In order to effectively identify, define and use the hashtags that will afford your brand the visibility you’re aiming for, let’s hash out the hashtag.
What’s a hashtag
If you’ve spent more than 2 minutes online in the past 5 years or so, you will undoubtedly recognise a #hashtag. First used in 2007 in a blog post by Stowe Boyd (Source), hashtags are nothing more than labels that allow individual users to piggyback their content on platform-popular themes.
They are created organically by Facebook, Twitter, Instagram, Google+, etc users and are meant to work as a magnet, drawing similar content from across each platform. Aggregating content that’s related to each other, hashtags are created every day.
Like Instagram’s #nofilter, some are adopted by wider groups as a topic they frequently post about, others relate to a campaign or current event, while quite a few are generated on a whim, find little support and promptly die off.
What’s it good for
Contrary to what some Facebook and Instagram posts might lead you to believe, the reason behind using a hashtag isn’t to horrify you with an unending list of highlighted, blue keywords, completely hindering your ability to read the content. A hashtag’s purpose is to make content discoverable; nothing more, nothing less.
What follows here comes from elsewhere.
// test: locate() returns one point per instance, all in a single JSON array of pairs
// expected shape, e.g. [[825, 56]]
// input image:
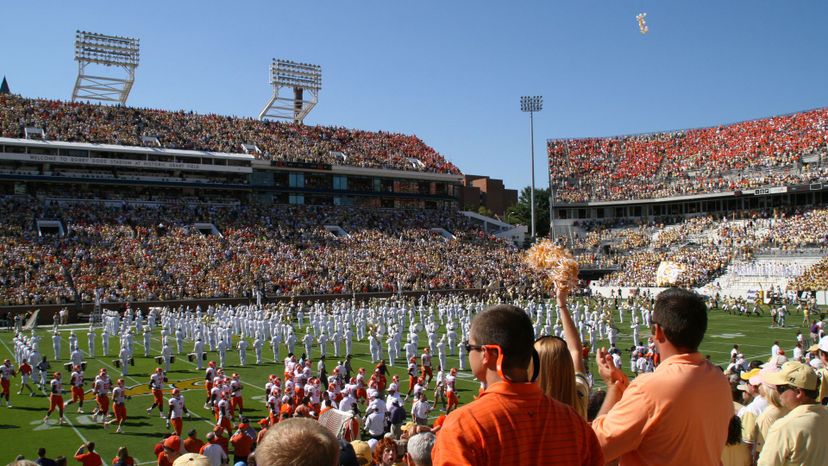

This would be a really good time to remind you that social media posts have a quality score, if you will, based on which platforms determine who your post is relevant for and to what degree. One component of that equation is engagement, so the more people see your post but don’t interact with it, the less relevant the platform interprets it to be. Your hashtags should, therefore, be not only popular, providing your post with reach, but relevant to the people it reaches.
You know all the competitor stalking business owners and managers love? Hashtags are the Q to your James Bond, helping you measure the effectiveness of their campaigns, providing insight into their online communication strategy and monitoring mentions. So don’t just use hashtags, monitor them.
Where do I get one
As mentioned before, you likely know at least a handful of hashtags just by being exposed to them day in and day out. If you want to expand your hashtag repertoire, there are more than a few online tools to help you discover new ones, and platforms themselves will let you know when new ones become popular.
Now, if you want your own, things get a bit more dicey. Because hashtags have to have a measure of popularity for them to be effective, setting one up and using it over and over, will only aggregate your own content. One way to boost their use is by asking your extended marketing team, namely customers and employees as well, for support.
Make sure you define a hashtag that makes sense for the content you’re associating with. If you’re business is about healthy desserts you can go for something like #sugarfreeandhappy or #leancakes, and if you’d like to boost your brand’s visibility you can build one based on your brand’s motto like #PlayWithOreo.
Can I marry them to offline content?
The short answer is “sure”. The more realistic one is that, you can definitely use prints to raise your brand’s visibility online through hashtags in a very similar manner to the one you’re promoting your social media accounts at offline events. The trick is to define a single hashtag that helps you accomplish the same goals as the one why you’ve printed the material in the first place.
While you can use your offline promotional stuff to boost your hashtags visibility, you’ll have to be mindful of whether or not the people you’re handing out flyers to actually have accounts on those platforms. Early adopters and those who work in the online industry might take a hashtag on a print as a cue to discover what it’s about but most people need prompting so make sure you tell them what you want them to do with it and why.
The Bottom Line
Considering they’ve been around for almost a decade, brands aren’t doing so well when it comes to using hashtags effectively. The general tendency is to use as many as possible, as often as possible, without thinking about how relevant or useful they are.
When deciding what hashtags to use, try to remember what their purpose is and, in defining your own goals in posting a piece of content, select or create the ones that are popular enough to offer visibility but are specific and relevant enough to make your content stand out.